As always, prior to looking at controls, the grade of information the service will carry needs to be decided. The cost of achieving each higher classification rises substantially, and each successive classification focuses more on access control than ease of access. From a risk perspective, more consideration of whether “should” should become “must” should also be considered. Appropriately qualified security and risk management personnel should be engaged to advise on these matters.

From a pure control standpoint, the controls focused on multi-factor authentication are listed below, each applies to all classifications –

  • 0974 – “Agencies should use multi-factor authentication for all users.”
  • 1039 – “Agencies should use multi-factor authentication for access to gateways.”
  • 1173 – “Agencies must use multi-factor authentication for” – system and database administrators, privileged users, positions of trust and remote access.
  • 1384 – “Agencies must ensure that all privileged actions must pass through at least one multi-factor authentication process.”
  • 1401 – “Agencies using passphrases as part of a multi-factor authentication must ensure a minimum length of six alphabetic characters with no complexity requirement.”

Some discussion of Multi-factor authentication can also be found in the “Access Control” section of the ISM – Principles manual.

All the documentation you need can be found at https://www.asd.gov.au/infosec/ism/index.htm

The 2017 ISM – Controls can be found at – https://www.asd.gov.au/publications/Information_Security_Manual_2017_Controls.pdf

The 2016 ISM (the latest) – Principles can be found at – https://www.asd.gov.au/publications/Information_Security_Manual_2016_Principles.pdf

What access security really is, and the myth of “totally secure”

A good definition of security will let you do two things –

  • Make more objective decisions about how much to spend on security.
  • Sort out who the people who don’t know what they’re talking about (and the liars) are.

So what is security as it relates to access?

Access security is the process of making access cheap for people who are authorised, and expensive for people who are not authorised.

That’s a simple but objectively useful definition. It’s useful because it can be applied simply to every form of access security – armed guards, door locks, IT security, theft laws – it’s universal. With the definition in place, you can move on to a conversation about how expensive access should be, then think about how you invest. Any investment in security should introduce significantly more cost for someone attempting unauthorised access.

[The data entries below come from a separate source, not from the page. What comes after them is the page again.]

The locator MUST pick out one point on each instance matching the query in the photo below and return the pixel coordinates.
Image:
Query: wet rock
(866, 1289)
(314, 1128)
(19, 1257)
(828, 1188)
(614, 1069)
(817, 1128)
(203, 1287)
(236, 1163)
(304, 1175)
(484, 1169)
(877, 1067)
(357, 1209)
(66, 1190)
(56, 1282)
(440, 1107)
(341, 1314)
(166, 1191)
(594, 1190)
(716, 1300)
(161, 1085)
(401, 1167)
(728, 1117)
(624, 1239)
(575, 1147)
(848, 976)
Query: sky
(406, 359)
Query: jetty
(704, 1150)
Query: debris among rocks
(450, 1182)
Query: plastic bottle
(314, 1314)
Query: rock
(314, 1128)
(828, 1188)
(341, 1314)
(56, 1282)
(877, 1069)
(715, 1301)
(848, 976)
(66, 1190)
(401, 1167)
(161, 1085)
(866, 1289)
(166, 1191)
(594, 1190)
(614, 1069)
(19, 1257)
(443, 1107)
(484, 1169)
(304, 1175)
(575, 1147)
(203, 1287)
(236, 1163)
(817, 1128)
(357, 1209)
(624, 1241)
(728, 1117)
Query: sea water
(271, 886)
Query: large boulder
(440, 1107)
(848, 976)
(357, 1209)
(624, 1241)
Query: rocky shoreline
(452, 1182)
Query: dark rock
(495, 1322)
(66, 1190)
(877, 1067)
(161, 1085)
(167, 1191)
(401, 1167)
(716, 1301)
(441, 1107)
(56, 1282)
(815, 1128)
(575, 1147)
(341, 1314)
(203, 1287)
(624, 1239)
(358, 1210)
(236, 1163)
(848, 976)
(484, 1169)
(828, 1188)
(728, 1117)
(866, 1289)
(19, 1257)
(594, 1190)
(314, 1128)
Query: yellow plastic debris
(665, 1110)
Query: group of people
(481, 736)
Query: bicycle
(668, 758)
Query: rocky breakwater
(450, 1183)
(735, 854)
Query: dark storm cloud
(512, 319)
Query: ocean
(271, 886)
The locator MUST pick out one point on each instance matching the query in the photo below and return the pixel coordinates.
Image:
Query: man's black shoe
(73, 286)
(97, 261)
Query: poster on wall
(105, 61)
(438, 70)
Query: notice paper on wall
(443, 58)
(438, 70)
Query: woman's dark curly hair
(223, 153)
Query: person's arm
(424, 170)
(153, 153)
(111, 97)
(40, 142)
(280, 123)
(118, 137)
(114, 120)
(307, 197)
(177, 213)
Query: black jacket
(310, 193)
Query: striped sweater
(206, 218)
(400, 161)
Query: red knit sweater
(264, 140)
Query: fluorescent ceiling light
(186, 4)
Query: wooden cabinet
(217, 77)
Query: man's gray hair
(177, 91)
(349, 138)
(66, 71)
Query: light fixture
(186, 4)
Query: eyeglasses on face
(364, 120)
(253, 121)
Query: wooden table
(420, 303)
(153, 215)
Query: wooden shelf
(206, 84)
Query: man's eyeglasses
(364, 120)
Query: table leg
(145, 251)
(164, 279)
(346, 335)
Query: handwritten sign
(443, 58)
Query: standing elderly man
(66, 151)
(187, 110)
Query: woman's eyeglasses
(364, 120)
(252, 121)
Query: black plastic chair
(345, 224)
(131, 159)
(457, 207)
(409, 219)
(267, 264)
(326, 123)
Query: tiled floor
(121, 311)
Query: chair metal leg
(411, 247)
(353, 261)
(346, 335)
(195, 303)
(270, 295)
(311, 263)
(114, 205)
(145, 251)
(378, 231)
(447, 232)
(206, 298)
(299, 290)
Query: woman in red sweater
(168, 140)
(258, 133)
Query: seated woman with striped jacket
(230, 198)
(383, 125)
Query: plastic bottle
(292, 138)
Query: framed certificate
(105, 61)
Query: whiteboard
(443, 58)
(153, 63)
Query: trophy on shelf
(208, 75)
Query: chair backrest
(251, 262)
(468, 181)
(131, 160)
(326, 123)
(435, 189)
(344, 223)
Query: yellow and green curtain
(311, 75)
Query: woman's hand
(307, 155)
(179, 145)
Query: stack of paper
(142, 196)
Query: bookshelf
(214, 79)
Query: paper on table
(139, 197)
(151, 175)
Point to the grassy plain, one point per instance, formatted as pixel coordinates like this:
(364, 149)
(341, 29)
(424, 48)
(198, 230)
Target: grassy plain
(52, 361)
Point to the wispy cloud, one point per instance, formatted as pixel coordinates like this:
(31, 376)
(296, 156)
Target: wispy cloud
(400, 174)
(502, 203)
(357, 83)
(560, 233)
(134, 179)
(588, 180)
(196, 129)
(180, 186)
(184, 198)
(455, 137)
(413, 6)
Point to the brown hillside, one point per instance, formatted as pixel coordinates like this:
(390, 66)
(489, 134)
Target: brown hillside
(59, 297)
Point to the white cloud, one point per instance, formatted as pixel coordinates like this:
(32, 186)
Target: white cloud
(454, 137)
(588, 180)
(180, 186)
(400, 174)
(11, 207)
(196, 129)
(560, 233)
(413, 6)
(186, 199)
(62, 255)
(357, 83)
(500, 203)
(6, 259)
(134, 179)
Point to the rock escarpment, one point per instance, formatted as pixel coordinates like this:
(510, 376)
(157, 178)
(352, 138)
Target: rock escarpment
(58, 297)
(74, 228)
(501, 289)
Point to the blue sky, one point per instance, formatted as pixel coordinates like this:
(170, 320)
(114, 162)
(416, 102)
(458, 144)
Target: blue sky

In the light of that definition, it’s also easy to see why “totally secure” is a myth. Any form of access means something is now only secure against a certain amount of expenditure.

Next time you’re talking to someone about security and they’re asking you to make an investment, ask them about how much access expense the investment will add for an unauthorised person. Then you can compare it to the cost of what you’re securing. If you can’t make sense of that, you should find someone who can help you can. Any investment in security that doesn’t make unauthorised access many times more expensive than its cost is just the purchase of a warm and fuzzy feeling.